The Lord Justice Clerk, sitting with Lord Bracadale and Lord Osborne, ruled in one of the successful appeals they would quash a decision by a sheriff to place Stuart Thomson on the sex offenders register.

Thomson, 24, of Glasgow, admitted assaulting a 25-year-woman by grabbing her while she was waiting for a taxi in Glasgow city centre on June 14, 2009.

The Crown adopted the position he committed an indecent assault but his lawyers said that, while it was drunken and offensive behaviour, he got no sexual gratification from it.

After a sheriff decided he should be subject to notification requirements he challenged the decision, claiming his right to a fair trial under Article 6 of the European Convention on Human Rights was violated as the Crown failed to give him fair notice it viewed it as an indecent assault. Lord Gill allowed the appeal.

In another case, James Heatherall, 23, won an appeal against his inclusion on the register for five years after exposing himself to a woman in the High Street, in Penicuik, Midlothian, on August 1, 2009.
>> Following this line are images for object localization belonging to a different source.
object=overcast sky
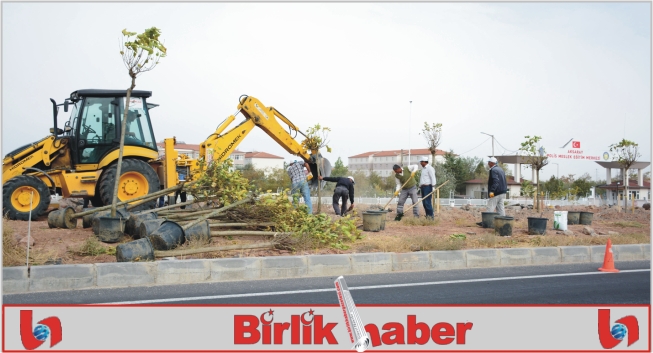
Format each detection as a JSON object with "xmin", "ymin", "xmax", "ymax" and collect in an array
[{"xmin": 2, "ymin": 2, "xmax": 650, "ymax": 182}]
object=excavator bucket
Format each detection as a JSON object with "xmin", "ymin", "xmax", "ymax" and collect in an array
[{"xmin": 308, "ymin": 156, "xmax": 332, "ymax": 190}]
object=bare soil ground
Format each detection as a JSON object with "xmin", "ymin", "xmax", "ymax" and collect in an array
[{"xmin": 3, "ymin": 202, "xmax": 650, "ymax": 267}]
The Crown accepted a guilty plea by Heatherall, of Loanhead, to a breach of the peace by his exposing himself to the 28-year-old, when he appeared at Edinburgh Sheriff Court.
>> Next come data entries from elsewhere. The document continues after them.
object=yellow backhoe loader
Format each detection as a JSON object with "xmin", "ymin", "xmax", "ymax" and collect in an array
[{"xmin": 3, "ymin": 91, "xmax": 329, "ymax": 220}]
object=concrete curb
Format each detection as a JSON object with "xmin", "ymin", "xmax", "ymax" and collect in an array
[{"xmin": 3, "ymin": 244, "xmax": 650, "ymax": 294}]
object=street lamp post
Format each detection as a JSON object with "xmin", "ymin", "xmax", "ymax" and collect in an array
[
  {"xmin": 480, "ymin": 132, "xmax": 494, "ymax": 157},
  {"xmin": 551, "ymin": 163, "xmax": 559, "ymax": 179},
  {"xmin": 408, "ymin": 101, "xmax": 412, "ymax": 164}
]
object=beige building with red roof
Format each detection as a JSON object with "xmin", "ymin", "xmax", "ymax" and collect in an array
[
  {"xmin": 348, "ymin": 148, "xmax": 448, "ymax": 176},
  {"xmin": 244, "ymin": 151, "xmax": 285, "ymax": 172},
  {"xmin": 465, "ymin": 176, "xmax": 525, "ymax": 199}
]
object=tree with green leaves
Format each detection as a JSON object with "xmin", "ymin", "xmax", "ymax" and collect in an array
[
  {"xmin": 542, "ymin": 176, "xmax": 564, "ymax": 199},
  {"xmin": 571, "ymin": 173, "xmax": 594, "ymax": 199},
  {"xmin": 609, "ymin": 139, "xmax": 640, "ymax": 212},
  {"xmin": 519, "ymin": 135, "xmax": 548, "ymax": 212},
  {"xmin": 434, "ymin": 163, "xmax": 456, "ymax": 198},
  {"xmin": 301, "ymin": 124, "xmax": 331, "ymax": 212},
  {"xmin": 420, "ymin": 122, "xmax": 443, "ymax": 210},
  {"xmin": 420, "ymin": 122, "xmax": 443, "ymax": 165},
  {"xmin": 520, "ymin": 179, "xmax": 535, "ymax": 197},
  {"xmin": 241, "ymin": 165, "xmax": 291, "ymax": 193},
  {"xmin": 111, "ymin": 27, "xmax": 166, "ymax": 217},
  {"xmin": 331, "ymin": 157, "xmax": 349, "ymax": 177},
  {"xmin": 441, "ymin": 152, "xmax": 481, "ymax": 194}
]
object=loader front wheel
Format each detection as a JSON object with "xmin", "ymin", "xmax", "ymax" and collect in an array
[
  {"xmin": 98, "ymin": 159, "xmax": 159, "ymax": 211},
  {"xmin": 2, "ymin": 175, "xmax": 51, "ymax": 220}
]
The woman was leaving a pub when she saw him and was embarrassed.

A sheriff heard he had been with friends and exposed himself as a joke.

He also challenged the decision to put him on the register, claiming there was no significant sexual aspect to the charge he admitted and that his human rights had been breached.

The appeal judges also overturned a decision to put Robert Young, 28, of Cornton Crescent, Bridge of Allan, Stirlingshire, on the sex offenders register for a year after he admitted assaulting a girl on a train between Polmont and Larbert by kissing her on the lips on April 10, 2009, when he appeared at Falkirk Sheriff Court.

Lord Gill said taking into account the nature and purpose of sex offenders registration he did not consider that the sexual aspect could be described as "significant".